A rivalry between two fast-growing cities just got a little bit hotter.

Inc.'s first ever Surge Cities package, published in the Winter 2018/2019 issue, ranked the top 50 cities in America based on several factors relevant to entrepreneurs: job creation, wage growth, and early-stage fundraising deals, to name a few. Austin came in first on the list, followed by Salt Lake City.

The list's No. 3 city was Raleigh, which may have gotten somewhat under the skin of another major North Carolina city, located 160 miles away. Charlotte finished at No. 22.

Inc. executive editor Danielle Sacks, who oversaw the Surge Cities package, appeared on Charlotte TV station WBTV last week to discuss the city's ranking. (You can see the clip here.) Watching the segment, it's hard not to notice that host Jamie Boll compares Charlotte's ranking with that of Raleigh several times, pointing out that Raleigh beat Charlotte handily in categories like wage growth and early-stage fundraising deals.

Charlotte is home to 859,000 people and houses financial giants like Bank of America, Lending Tree, and Wells Fargo. Raleigh's population is a smaller 464,000, though the city has the advantage of being located in North Carolina's Research Triangle--an area that is home to Duke, N.C. State, and UNC-Chapel Hill. As Sacks points out, that provides it with a distinct advantage for this startup-centric list, since research universities are often hotbeds for innovation, capital, and talent.

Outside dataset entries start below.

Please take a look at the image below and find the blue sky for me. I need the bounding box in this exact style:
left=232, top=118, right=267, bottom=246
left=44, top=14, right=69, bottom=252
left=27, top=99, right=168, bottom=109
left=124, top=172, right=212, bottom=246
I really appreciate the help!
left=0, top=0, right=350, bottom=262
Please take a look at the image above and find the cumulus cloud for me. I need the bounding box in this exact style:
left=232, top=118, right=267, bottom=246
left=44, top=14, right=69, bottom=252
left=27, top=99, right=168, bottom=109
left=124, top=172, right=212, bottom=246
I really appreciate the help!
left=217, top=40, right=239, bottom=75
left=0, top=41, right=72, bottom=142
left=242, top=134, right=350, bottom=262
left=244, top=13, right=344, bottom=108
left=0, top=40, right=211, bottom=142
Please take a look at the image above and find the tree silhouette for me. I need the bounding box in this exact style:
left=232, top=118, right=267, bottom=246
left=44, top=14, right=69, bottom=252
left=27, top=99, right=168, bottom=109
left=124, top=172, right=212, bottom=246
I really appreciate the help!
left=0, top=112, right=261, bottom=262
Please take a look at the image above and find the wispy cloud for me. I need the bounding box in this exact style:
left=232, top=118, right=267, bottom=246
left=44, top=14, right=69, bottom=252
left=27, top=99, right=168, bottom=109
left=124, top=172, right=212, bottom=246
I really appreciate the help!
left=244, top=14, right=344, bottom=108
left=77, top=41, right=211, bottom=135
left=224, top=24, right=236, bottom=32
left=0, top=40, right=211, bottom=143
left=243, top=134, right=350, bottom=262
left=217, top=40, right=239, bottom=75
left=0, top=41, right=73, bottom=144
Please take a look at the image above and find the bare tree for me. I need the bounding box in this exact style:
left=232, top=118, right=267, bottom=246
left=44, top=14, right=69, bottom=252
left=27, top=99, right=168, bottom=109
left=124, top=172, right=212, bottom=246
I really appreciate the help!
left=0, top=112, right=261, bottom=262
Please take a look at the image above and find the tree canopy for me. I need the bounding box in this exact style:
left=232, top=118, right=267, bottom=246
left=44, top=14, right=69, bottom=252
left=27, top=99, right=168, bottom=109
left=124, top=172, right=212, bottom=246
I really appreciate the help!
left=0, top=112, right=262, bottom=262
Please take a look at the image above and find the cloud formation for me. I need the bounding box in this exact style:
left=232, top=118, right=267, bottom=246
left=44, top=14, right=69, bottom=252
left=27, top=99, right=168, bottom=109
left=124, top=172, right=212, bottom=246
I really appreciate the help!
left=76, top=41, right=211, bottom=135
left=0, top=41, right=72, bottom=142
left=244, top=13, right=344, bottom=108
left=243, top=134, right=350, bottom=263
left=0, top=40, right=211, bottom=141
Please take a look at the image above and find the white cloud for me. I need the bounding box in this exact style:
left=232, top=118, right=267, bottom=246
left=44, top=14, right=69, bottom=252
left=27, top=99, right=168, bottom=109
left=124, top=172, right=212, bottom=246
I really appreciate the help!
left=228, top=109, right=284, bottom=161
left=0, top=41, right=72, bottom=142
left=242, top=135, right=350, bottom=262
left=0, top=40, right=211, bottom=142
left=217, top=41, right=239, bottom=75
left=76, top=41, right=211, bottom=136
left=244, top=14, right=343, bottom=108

It's not the first time Charlotte has ranked less favorably than its rival to the northeast. A 2017 analysis of the best cities in America to live in, by finance website 24/7 Wall St., ranked it at No. 26; Raleigh came in at No. 10.

Still, both cities have plenty of reasons to brag. And they're part of a rising entrepreneurial tide: Startups in North Carolina raised $1.1 billion in total in 2017, up 36 percent from the previous year.

And if a little rivalry drives those cities to be more welcoming to startups, even better.